Como contraparte, emergió el Frente Amplio. Su sorpresivo resultado electoral fue expresión deformada de que existen enormes sectores de la población que todavía se ven representados por las demandas de la calle y que quieren transformaciones sociales.

El proyecto histórico que representa este sector emergente es, mediante acuerdos con sectores del progresismo de la Nueva Mayoría, avanzar a un Estado de derechos sociales, tal como lo dijo Carla Amtmann en una entrevista para El Mostrador hace unas semanas atrás. Esto con el objetivo de ponerle fin al neoliberalismo, conquistando espacios democráticos para “la ciudadanía”, permitiendo una mejor distribución de la riqueza para frenar la desigualdad, eliminando el mercado específicamente de las pensiones, la educación y la salud, en palabras de Nicolás Grau, uno de los economistas del Frente Amplio, y así hacer que Chile avance a asemejarse a los países de la OCDE o “del primer mundo”. Todo esto, en los marcos del capitalismo.

Pero este camino de alianzas con el progresismo ha demostrado ser un fracaso, y la experiencia del Partido Comunista así lo demuestra. Pero más de fondo, la principal debilidad del proyecto frenteamaplista, es que no habrá garantía de demanda cumplida mientras sea bajo los márgenes de este sistema capitalista. Si es que existe algún tipo de conquista, es posible que más adelante en el tiempo pueda venir un gobierno decidido a quitarnos todo lo ganado, y lo hará, si no ligamos estas conquistas con una perspectiva superior.

Es en ese marco que nos proponemos la construcción de un cuarto proyecto político. Un proyecto revolucionario, socialista, anticapitalista y de la clase trabajadora, que en las elecciones tuvo su expresión en las candidaturas anticapitalistas que levantamos en Santiago por el Distrito 10 y en la ciudad de Antofagasta con dirigentes sindicales, docentes y estudiantiles.

Respecto a la situación política nacional apostamos, para enfrentar a la derecha, el desarrollo de una oposición en las calles a Piñera, donde seamos millones de estudiantes, trabajadores y mujeres que nos movilicemos en nuestros lugares de estudio y trabajo, para hacerle frente a Chile Vamos y para pasar a la ofensiva por la conquista de nuestras demandas.

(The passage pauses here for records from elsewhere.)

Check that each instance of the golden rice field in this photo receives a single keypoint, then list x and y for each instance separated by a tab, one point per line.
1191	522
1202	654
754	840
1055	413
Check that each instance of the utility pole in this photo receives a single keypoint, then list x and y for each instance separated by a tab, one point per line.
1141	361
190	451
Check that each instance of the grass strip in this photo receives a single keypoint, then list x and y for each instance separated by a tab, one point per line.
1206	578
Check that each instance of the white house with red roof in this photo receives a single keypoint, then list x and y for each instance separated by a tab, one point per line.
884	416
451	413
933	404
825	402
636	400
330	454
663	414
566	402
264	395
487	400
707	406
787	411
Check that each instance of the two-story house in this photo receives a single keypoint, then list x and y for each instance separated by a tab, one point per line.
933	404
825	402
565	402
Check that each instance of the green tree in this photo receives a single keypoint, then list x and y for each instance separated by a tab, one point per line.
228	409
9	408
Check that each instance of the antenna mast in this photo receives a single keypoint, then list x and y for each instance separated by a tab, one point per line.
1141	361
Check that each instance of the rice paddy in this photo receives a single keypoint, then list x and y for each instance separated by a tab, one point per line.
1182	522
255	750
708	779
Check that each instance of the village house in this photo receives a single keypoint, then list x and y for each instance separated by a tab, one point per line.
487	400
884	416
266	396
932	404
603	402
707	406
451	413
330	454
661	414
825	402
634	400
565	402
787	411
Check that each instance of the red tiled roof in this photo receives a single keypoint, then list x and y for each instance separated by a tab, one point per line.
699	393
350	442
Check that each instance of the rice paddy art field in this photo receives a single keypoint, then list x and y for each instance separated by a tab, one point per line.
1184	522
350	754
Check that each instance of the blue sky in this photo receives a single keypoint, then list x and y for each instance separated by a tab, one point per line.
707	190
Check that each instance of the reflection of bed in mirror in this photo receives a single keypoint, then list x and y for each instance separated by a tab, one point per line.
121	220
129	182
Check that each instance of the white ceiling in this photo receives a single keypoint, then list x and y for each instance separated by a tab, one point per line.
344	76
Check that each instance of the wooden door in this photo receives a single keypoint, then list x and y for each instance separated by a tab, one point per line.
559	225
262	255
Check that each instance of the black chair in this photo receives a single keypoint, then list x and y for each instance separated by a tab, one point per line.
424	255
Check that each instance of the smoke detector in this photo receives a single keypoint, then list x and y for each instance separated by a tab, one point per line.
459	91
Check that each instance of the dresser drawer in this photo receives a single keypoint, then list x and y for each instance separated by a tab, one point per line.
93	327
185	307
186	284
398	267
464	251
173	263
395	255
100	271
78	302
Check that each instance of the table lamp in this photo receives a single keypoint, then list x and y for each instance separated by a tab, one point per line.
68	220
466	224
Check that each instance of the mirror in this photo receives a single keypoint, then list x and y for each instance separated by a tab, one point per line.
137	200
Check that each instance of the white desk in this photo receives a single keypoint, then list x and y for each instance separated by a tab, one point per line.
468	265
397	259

Y para avanzar en esa línea es que nos proponemos levantar una alternativa anticapitalista, socialista y de los trabajadores. Una fuerza política de oposición consecuente que sea un factor para fortalecer a la oposición al gobierno en las calles y mediante la más amplia unidad de la clase trabajadora, estudiantes y de la juventud, pero que no se detenga ahí, sino que desde esta alternativa, buscamos entregar una perspectiva mayor.

No queremos detenernos en ser oposición a la derecha o en conquistar demandas parciales. Queremos que se exprese este cuarto proyecto político, esta propuesta revolucionaria y por el comunismo, tanto en las elecciones, como en las batallas cotidianas de estudiantes y trabajadores.

Nos proponemos, y vemos que es una necesidad, no sólo redistribuir la riqueza, sino que distribuir también los medios que producen esas riquezas. Apostamos por una sociedad de ruptura con el capitalismo.

El contenido de esta columna lo seguiremos desarrollando en próximos escritos, que son los fundamentos y la base que utilizamos para desarrollar la charla “El Desafío de levantar una izquierda anticapitalista de las y los trabajadores”, realizada el pasado jueves 21 de diciembre.